Para começar, o meu percurso na FAP não foi fácil. Ofereci-me como voluntário aos 17 anos, porque as relações com a minha família não eram as melhores. Não era, nessa idade, um gajo “bem comportadinho” e, vivia em guerra contínua com a família.
Hoje, olhando para trás com os olhos de um adulto, tenho de concluir que, apesar de a minha família ser do tipo conservador e castrador, eu também tinha as minhas “culpas no cartório”. Era uma família grande e que achava que o facto de a minha mãe ter ficado viúva muito cedo, lhes dava o direito de mandar nela e em mim, obrigando-me a pensar pela cabeça deles. A minha revolta deu para o lado errado. Basta dizer que aos 17 anos eu andava no liceu e ainda só tinha completado metade do 5º ano (o actual 9º ano) … à laia de piada (piada parva, claro…), eu costumava dizer que “era aluno, não era estudante".
Senti a necessidade de me tornar independente e cheguei à conclusão que, sem o serviço militar cumprido não havia a mínima possibilidade de arranjar um trabalho que me permitisse “voar sozinho”.
A FAP surgiu como uma salvação para me libertar “do jugo familiar” (aos 17 anos temos a tendência para dramatizar…).
Embora a relação com a minha mãe fosse esplêndida, com o resto da família era uma guerrilha contínua…
Na altura vivia no Entroncamento e o grupo de malta com quem me dava veio mais tarde a criar a UDP (alguns estão agora no Bloco de Esquerda). Em 1969 andei metido na campanha da CDE, com alguns episódios algo caricatos com a pide (que tinha um esquadra no Entroncamento).
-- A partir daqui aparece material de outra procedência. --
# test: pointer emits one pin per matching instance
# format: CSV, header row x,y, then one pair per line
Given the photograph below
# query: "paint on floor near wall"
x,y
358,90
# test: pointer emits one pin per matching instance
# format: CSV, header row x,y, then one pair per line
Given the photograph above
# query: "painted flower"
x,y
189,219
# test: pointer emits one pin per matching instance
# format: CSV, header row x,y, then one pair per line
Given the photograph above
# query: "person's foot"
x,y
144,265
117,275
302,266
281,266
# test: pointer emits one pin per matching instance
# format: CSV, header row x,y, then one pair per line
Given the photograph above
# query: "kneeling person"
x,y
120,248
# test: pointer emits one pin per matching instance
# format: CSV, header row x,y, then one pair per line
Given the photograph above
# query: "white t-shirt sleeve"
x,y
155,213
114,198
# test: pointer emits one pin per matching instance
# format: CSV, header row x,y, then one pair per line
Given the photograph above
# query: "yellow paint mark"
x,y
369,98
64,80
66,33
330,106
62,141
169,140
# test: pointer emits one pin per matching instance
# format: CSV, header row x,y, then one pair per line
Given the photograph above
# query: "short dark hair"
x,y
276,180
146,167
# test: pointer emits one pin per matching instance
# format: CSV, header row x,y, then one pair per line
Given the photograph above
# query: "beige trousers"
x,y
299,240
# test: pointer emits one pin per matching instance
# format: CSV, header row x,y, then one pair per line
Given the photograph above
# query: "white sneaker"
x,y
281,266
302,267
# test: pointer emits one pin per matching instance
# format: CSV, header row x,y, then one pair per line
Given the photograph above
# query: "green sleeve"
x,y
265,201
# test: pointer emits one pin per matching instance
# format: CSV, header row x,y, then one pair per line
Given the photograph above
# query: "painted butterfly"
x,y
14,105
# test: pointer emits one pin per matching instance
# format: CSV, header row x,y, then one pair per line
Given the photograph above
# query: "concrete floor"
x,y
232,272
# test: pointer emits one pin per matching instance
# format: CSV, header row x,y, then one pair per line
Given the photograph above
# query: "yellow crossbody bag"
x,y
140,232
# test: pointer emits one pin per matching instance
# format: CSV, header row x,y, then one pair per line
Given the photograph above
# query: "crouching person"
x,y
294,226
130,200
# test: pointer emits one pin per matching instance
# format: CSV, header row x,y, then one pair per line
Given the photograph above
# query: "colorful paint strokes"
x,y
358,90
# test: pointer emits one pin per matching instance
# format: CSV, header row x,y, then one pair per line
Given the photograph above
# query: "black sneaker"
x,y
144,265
Era uma zona operária, devido às oficinas principais da CP e que tinha gente de todo o país e daí o facto da pide estar lá em força.
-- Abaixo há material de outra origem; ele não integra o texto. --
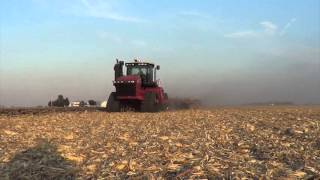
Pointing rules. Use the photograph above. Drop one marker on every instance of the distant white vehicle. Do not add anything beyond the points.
(78, 104)
(103, 104)
(75, 104)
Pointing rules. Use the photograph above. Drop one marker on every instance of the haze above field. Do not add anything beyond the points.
(222, 52)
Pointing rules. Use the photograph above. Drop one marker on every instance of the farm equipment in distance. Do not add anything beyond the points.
(138, 89)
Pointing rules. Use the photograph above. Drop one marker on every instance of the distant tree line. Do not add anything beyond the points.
(59, 102)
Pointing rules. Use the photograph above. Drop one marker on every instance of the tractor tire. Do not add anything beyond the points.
(113, 104)
(149, 103)
(165, 106)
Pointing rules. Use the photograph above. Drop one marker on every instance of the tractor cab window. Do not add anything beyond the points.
(137, 70)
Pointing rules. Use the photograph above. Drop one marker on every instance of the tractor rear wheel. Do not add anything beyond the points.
(149, 103)
(113, 104)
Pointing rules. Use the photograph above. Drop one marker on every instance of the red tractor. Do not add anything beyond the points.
(138, 90)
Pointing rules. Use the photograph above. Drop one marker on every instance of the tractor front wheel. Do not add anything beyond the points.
(113, 104)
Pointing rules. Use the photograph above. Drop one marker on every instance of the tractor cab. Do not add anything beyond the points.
(145, 70)
(136, 89)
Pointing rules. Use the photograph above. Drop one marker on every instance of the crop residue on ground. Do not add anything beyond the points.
(242, 142)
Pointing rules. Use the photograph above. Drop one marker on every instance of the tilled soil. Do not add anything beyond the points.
(221, 143)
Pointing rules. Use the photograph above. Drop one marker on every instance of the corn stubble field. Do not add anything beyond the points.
(218, 143)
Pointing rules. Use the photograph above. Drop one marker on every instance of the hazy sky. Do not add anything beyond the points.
(221, 51)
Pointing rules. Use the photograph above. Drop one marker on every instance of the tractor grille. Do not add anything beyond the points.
(126, 89)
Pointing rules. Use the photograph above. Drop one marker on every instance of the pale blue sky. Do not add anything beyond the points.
(236, 51)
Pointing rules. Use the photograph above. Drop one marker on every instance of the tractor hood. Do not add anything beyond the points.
(129, 79)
Quando tratei da papelada para a FAP, dado que era menor, tive a necessidade de ter o consentimento da minha mãe, o que não foi fácil, pois ela não concordava. Como sempre, resolvi a questão à bruta: “Ou assinas a autorização ou eu falsifico a assinatura e avanço na mesma!”
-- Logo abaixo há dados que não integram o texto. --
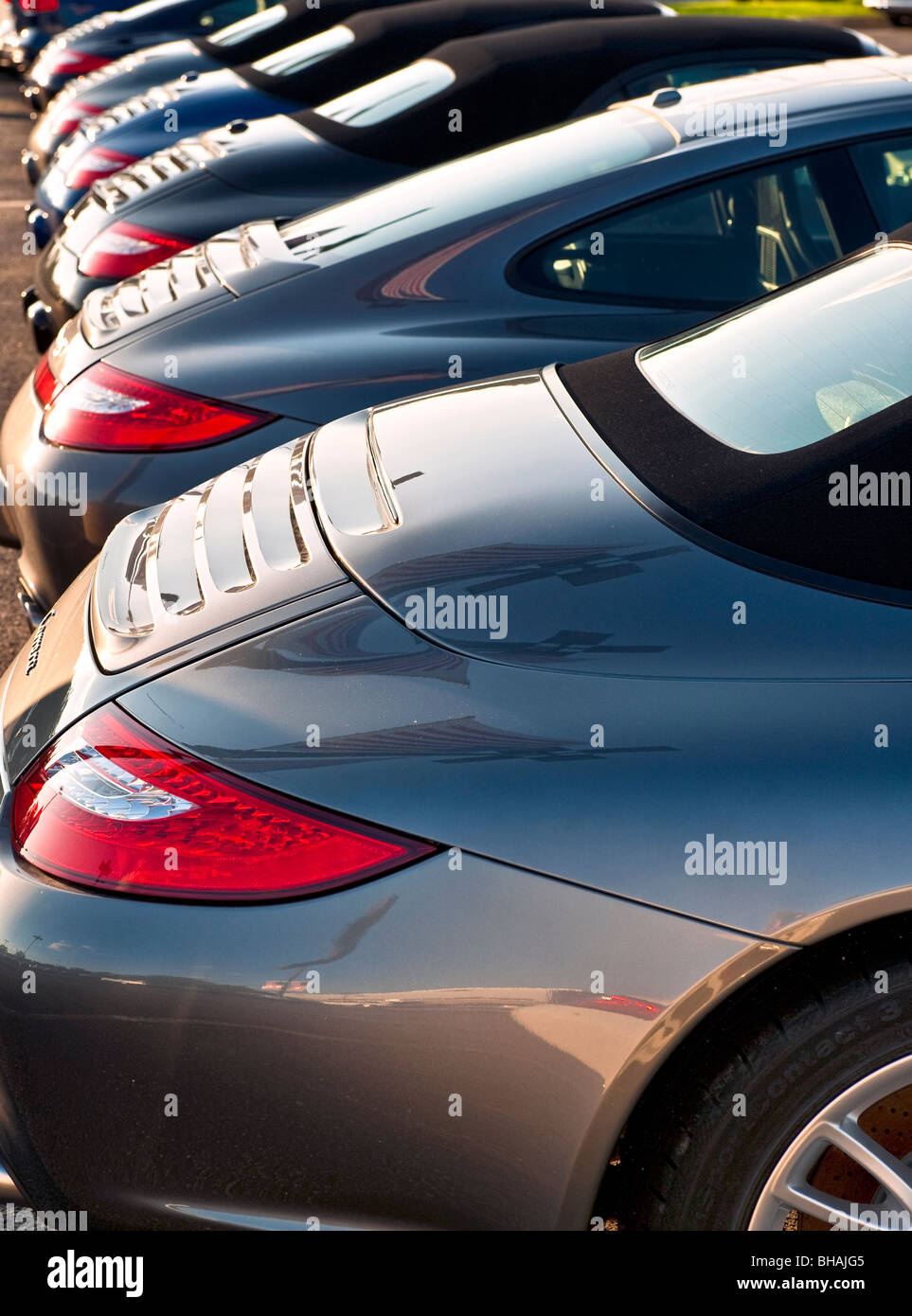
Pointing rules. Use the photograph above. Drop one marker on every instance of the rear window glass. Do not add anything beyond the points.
(712, 245)
(790, 371)
(885, 171)
(391, 95)
(575, 152)
(304, 53)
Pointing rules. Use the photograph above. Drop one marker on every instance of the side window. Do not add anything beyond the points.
(885, 172)
(712, 245)
(215, 16)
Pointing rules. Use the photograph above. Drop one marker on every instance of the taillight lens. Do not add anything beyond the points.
(124, 249)
(112, 806)
(95, 164)
(44, 382)
(104, 408)
(70, 63)
(73, 116)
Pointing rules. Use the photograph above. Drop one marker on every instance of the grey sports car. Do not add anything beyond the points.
(492, 809)
(276, 30)
(289, 165)
(604, 233)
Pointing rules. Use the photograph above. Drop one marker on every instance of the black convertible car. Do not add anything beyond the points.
(476, 813)
(499, 84)
(263, 33)
(605, 232)
(314, 73)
Moral da história, em Fevereiro 1971 estava na Ota, de cabelo rapado e metido num fato macaco azul, com mais 600 tipos todos de igual.
A recruta não foi fácil. O comandante era o Major Catroga, paraquedista da linha dura, que achava que tinha de fazer de cada um daqueles putos, um “guerreiro rijo”. Logo aí, a minha posição não foi a mais favorável. Para quê dar instrução com tanta rigidez e tanta minúcia (chegando ao ponto de lidar com cargas de demolição, montagem de armadilhas, estratégias de guerrilha, etc…) quando os 600 putos que tinha à frente poderiam vir a desempenhar muitas tarefas, mas nunca a guerra directa e activa no mato.
Mas enfim, lá me aguentei sem grandes sobressaltos e sem “levar uma porrada”. 
BA2 Ota - 30/4/1971 Juramento de Bandeira da 1ª. de 1971 - foto revista Mais Alto

Quando chegou a altura de escolher a especialidade (já não me lembro se foi no fim da recruta ou logo no início da “candidatura” a voluntário), escolhi como duas primeiras opções Controlador Aéreo e Radarista de Detecção (embora o meu sonho fosse a pilotagem, a minha “elevada estatura” – 1,60m… - e o facto de usar óculos, há muito que tinham afastado essa hipótese).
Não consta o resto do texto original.